Thanks, Charlie. I'm pleased to join you on the call today to present the company's latest financial results. Our cash, cash equivalents, and marketable securities decreased $42 million to $415 million as of March 31, 2020, from $457 million as of December 31, 2019. Our uses of cash in the quarter totaled $58 million. Cash operating expenses of $56 million exclude stock-based compensation and depreciation and include changes in working capital. After adjusting for non-recurring cash payments in Q1, our cash operating expenses were approximately $40 million. Capital expenditures in the quarter totaled $2 million. We grew the size of our organization by approximately 10%, increasing to 213 full time employees from 195 employees at the end of 2019. Editas is in a strong financial position with more than 24 months of runway to fund the business. Further, we remain committed to diligently managing our expenses in order to grow the company, while maintaining the strength of our balance sheet. And with that, I will hand it back to Cindy.

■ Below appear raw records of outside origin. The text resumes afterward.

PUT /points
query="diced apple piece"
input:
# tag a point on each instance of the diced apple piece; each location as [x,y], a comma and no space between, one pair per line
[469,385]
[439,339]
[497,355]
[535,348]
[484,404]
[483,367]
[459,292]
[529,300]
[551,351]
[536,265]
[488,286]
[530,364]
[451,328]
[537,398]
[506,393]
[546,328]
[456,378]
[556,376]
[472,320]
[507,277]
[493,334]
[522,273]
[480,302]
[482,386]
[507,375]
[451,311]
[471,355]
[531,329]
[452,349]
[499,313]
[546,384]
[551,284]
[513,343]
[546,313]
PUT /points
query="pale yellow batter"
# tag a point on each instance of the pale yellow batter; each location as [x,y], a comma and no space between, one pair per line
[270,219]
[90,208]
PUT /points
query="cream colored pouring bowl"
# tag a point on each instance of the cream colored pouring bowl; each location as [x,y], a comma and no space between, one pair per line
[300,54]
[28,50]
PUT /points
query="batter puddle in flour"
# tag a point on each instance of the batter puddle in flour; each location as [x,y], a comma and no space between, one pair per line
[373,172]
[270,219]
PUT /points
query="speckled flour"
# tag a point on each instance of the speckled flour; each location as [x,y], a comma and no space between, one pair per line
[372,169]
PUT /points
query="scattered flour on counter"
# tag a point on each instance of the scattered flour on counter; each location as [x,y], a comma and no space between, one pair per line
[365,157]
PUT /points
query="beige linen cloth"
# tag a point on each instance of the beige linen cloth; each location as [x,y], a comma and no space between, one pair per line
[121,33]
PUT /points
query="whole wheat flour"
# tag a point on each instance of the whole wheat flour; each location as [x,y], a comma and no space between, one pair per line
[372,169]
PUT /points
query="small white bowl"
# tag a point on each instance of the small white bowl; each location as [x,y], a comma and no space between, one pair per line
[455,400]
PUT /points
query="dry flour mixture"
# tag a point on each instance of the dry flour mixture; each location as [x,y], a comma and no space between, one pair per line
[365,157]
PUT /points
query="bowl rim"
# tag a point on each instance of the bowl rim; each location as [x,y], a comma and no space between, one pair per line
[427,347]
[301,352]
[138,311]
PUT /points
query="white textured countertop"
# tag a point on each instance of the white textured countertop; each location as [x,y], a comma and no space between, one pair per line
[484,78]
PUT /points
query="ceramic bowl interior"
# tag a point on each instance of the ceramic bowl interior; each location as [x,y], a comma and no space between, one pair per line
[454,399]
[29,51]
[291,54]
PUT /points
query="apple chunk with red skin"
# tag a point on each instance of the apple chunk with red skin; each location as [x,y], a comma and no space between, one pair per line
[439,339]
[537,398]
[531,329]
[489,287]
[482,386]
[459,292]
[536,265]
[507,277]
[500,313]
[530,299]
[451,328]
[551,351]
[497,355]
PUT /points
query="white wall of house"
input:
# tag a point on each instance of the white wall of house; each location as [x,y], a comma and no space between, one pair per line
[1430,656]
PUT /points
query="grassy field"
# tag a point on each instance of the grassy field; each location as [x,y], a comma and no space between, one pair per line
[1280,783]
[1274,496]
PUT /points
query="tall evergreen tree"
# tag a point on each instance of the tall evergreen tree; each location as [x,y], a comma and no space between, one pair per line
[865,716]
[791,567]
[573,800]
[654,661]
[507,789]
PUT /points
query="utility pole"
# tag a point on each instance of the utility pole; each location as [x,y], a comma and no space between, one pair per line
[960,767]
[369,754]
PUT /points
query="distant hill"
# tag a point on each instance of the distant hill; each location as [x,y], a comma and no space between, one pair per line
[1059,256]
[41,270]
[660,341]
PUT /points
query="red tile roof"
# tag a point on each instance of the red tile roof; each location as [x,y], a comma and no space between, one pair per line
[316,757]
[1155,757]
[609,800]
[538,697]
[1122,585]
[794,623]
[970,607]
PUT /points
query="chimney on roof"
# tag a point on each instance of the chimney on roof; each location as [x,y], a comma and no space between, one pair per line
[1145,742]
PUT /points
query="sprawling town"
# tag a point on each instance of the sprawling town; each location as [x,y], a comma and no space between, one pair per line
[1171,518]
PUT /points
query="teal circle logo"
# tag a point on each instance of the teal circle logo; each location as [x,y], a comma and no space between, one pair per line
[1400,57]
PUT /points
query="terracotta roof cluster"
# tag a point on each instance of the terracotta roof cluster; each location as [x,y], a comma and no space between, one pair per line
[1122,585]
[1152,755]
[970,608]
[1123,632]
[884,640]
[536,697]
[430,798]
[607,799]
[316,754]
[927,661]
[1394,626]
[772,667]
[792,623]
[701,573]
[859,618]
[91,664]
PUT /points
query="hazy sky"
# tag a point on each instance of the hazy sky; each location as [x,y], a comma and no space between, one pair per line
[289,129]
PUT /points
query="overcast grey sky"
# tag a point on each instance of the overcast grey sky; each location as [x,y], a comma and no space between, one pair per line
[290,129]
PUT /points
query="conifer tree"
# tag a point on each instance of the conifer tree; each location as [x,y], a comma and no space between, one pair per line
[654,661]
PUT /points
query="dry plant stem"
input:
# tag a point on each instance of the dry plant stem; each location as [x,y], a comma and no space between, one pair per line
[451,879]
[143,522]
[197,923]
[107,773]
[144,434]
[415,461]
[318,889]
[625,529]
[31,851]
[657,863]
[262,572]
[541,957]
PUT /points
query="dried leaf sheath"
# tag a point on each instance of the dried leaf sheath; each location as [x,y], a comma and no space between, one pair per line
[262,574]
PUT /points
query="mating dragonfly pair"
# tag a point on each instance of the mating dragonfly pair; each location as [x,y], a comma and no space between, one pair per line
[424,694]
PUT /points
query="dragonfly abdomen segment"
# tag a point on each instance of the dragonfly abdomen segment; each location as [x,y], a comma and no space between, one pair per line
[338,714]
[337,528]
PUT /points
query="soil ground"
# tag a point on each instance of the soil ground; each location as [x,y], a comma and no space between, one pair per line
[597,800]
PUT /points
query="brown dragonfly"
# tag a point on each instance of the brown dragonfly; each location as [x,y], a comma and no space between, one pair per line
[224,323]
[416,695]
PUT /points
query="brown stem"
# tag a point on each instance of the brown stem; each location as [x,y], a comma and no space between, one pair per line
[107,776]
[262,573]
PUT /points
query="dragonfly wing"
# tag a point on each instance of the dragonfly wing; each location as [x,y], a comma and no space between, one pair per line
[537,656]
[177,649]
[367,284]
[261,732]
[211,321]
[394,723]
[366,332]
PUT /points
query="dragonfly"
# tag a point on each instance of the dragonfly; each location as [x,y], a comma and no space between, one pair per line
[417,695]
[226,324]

Thank you, Michelle. The beginning of this year brought in unprecedented global crisis that has changed the way Editas and every other company operates. We are confident that our strong leadership, dedicated employees, and trusted partnerships will persevere during these difficult times. The healthcare and biotechnology community has always emphasized progress and development under strenuous circumstances, and I am confident that together we will overcome this global pandemic. As a company, we remain incredibly excited about the times ahead. Editas programs have the potential to revolutionize the treatments of genetic blindness, cancer, sickle cell disease, and neurological conditions. Earlier this year, we treated the first patient ever with an in vivo CRISPR gene editing medicine, but our work is only getting started. We are working to further extend the reach of gene editing as we tackle new indications, explore new targets and expand our platform to deliver on the promise of CRISPR technology. We look forward to continuing to forge this journey in partnership with the broader community of patients, clinicians, employees, and investors. We thank all of you for your continued interest and support. With that, we will open up the call for Q&A. operator?

Great. So, with that, we thank you all for participating in today's call and for your support as we work to bring transformative new medicines to patients. Take care and be safe.

Ladies and gentlemen, this concludes today's presentation. Thank you once again for your participation. You may now disconnect.